Dopo averlo introdotto a Miami e Shangai, per la prima volta a Basilea presentiamo Podium: una mostra curata che esplicita il tema della fiera. Dato che è così ampio e aperto a diverse interpretazioni, abbiamo chiesto ai galleristi di lavorare insieme e proporci degli oggetti che, secondo loro, potessero essere in linea con la tematica – e siamo molto contenti delle proposte. La coralità è sempre un’arma potentissima.
La mostra appena citata, The Golden Age, sarà visibile anche online. Inoltre, Design Miami dispone da tempo di un e-shop efficace ed esaustivo per argomenti, prodotti e curiosità. Dopo un biennio in cui la nostra attitudine al digitale si è impennata considerevolmente, penso che sia una risorsa di grande valore. In periodo di lockdown è stato di grande aiuto non solo per le economie, ma anche per condividere emozioni e, in alcuni casi, ha aiutato a risolvere situazioni limite. È uno strumento in più a nostra completa disposizione, ma penso comunque che la vita sia fuori, a contatto diretto con le persone.

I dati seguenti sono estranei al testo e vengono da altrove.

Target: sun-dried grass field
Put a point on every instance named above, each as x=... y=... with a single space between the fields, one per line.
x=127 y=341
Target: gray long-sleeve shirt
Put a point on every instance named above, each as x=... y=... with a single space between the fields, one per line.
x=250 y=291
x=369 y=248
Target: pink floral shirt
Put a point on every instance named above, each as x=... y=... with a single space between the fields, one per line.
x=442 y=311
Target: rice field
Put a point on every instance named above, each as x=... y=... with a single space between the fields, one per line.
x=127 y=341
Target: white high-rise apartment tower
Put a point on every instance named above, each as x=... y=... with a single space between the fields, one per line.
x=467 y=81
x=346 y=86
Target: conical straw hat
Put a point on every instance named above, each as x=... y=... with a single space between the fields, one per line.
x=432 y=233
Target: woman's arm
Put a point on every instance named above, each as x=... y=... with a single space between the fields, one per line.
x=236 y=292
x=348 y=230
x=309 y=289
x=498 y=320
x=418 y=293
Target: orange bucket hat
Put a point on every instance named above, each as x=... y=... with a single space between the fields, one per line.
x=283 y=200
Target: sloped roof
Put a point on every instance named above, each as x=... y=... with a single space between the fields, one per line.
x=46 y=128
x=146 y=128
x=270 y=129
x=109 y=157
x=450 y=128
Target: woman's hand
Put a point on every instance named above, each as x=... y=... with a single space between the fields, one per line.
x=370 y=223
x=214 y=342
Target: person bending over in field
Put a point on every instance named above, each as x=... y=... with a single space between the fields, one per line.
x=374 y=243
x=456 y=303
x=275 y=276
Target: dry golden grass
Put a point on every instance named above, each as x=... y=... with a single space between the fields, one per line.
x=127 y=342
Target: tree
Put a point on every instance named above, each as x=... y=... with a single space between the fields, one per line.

Mutina è un’azienda importante, che lavora con progettisti che stimo molto. Il primo contatto risale a diversi anni fa e aveva delle ragioni personali: ero alla ricerca di un prodotto di qualità, vicino alla mia sensibilità, per la cucina della mia casa in campagna…
Questa è una domanda difficile perché ci sono diverse collezioni che trovo molto belle. Se proprio devo sceglierne una, allora è Phenomenon di Tokujin Yoshioka – che è un amico e una grande professionista di questo settore. La sua genialità dall’eleganza rara e la semplicità studiata nei minimi particolari costituiscono un’eccellenza a livello internazionale.
Userei questa texture per rivestire tutto il mio terrazzo, pavimento e parete esterna.